No era mi madre una de esas abuelas pesadas, que siempre están criticando a los padres por la manera en que crían, educan o alimentan a sus hijos, o bien dando consejos no solicitados y amenazando con todo tipo de calamidades a quienes no los sigan.

Sólo una vez nos dio un consejo sobre la educación de los hijos, y lo hizo con tanta delicadeza que tardé más de quince años en comprender que había recibido un consejo, y al mismo tiempo con tanta eficacia que sin darme cuenta lo había estado siguiendo.

Debió de ser uno o dos días después del nacimiento de nuestro primer hijo, cuando vino a visitarnos al hospital. Explicó, como si fuera una anécdota intrascendente, que en el largo pasillo de acceso al hospital, revestido de anticuadas baldosas blancas, había visto a una niña de unos seis o siete años, que corría arrastrando los dedos por la pared, aquello que suelen hacer los niños, feliz de notar el ta-ta-ta-ta-ta de sus uñas al topar con las junturas entre las baldosas. Entonces añadió, con moderada indignación:

- Y su madre se ha puesto hecha una furia, gritándole que se estuviera quieta de una vez, y qué sé yo qué cosas. Como si fuera a romper la pared. ¿Por qué la gente se pone así con los niños? ¿Es que cree que a los quince años va a seguir haciendo lo mismo? ¿Que si no la castiga va a correr por los pasillos toda la vida, tocando las baldosas?

Olvídense de las chaquetitas de lana y las cucharitas de plata. Aquel consejo, oculto tras una anécdota inocente, fue el mejor regalo que recibió nuestro hijo: sus padres fueron sutilmente vacunados contra la tan extendida costumbre de enfadarse por tonterías. Por pisar charcos, por chuparse el dedo, por andar descalzo por la casa, por hurgarse la nariz, por gritar, por correr y saltar, por ser niño.

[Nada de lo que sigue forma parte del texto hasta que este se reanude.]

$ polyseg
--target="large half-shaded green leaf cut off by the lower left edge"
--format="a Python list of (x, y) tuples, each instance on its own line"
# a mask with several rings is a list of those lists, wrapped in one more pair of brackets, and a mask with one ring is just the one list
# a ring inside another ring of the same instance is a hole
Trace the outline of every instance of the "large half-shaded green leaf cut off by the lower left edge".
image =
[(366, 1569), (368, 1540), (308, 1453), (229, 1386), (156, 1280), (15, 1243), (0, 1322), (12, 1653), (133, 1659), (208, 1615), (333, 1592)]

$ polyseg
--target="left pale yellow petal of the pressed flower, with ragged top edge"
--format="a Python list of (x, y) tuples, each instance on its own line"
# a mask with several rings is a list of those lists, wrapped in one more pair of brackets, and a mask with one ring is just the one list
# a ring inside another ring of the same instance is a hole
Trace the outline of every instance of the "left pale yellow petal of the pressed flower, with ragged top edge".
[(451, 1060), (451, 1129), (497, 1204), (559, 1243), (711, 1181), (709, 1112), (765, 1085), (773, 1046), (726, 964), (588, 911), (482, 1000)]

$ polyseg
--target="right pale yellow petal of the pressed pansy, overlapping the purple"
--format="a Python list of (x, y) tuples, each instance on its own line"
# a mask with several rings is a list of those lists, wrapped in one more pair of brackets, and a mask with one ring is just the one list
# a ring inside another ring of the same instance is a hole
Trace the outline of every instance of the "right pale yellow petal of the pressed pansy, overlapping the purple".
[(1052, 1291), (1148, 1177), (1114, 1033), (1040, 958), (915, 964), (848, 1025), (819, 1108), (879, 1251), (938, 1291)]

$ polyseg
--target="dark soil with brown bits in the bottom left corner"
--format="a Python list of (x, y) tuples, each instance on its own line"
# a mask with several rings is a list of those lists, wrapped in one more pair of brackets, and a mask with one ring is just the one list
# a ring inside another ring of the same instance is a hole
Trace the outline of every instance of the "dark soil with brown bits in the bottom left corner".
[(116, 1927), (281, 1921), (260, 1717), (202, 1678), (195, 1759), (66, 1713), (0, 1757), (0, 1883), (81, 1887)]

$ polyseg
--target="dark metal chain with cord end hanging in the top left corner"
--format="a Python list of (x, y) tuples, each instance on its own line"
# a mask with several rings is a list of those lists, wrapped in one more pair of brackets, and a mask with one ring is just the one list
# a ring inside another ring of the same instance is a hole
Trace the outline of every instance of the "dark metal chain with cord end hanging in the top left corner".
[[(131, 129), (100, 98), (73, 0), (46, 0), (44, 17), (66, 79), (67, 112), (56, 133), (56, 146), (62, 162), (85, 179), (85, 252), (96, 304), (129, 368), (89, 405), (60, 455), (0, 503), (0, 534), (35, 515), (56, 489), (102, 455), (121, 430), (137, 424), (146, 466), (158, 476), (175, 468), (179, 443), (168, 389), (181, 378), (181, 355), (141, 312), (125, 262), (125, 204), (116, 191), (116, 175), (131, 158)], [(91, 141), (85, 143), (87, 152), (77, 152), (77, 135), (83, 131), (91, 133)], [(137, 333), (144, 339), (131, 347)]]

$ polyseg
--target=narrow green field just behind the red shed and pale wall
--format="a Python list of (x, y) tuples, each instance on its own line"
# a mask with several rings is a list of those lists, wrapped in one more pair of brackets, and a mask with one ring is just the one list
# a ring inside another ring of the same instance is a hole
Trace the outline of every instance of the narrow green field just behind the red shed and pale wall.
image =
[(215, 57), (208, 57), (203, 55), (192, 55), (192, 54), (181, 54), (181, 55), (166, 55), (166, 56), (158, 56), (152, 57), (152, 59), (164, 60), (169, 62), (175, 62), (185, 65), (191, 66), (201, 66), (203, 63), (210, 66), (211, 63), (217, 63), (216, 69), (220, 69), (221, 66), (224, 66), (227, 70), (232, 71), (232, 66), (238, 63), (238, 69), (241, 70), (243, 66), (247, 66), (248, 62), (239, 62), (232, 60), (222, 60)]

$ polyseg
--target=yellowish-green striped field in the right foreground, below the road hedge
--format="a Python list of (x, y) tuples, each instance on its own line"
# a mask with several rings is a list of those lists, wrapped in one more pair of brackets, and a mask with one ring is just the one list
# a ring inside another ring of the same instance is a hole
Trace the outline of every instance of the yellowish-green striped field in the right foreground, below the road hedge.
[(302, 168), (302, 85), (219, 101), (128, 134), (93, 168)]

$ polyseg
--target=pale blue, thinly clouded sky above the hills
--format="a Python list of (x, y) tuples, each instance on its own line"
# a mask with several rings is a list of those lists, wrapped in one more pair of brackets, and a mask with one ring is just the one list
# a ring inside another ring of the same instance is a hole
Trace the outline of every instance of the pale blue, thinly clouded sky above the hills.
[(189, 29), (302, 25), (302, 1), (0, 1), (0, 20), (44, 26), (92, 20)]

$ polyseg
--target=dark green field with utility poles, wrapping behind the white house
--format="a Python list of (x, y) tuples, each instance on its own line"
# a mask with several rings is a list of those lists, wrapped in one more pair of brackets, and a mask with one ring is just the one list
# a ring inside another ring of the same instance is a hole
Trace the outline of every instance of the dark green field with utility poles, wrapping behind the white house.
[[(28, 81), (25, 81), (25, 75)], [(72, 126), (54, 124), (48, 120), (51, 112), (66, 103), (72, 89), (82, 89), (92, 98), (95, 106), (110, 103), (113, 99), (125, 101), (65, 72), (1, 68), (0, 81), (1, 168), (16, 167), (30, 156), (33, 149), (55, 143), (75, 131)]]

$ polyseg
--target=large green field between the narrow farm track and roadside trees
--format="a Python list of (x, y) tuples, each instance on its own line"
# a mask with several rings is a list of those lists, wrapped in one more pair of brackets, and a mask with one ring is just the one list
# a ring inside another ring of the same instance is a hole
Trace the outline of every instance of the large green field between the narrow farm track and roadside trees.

La infancia es un estado pasajero; los niños crecen, tanto si les gritas como si no. Pero pueden crecer felices o agobiados, confiados o temerosos, y eso dependerá en gran medida de nuestra capacidad para aceptar que los niños, niños son.
Ya no puedo agradecerle a mi madre su consejo. Bueno, sólo de una manera: intentando no ser, cuando me llegue el día, uno de esos abuelos pesados, siempre dando consejos no solicitados. Será duro, lo sé. Tendré que esforzarme.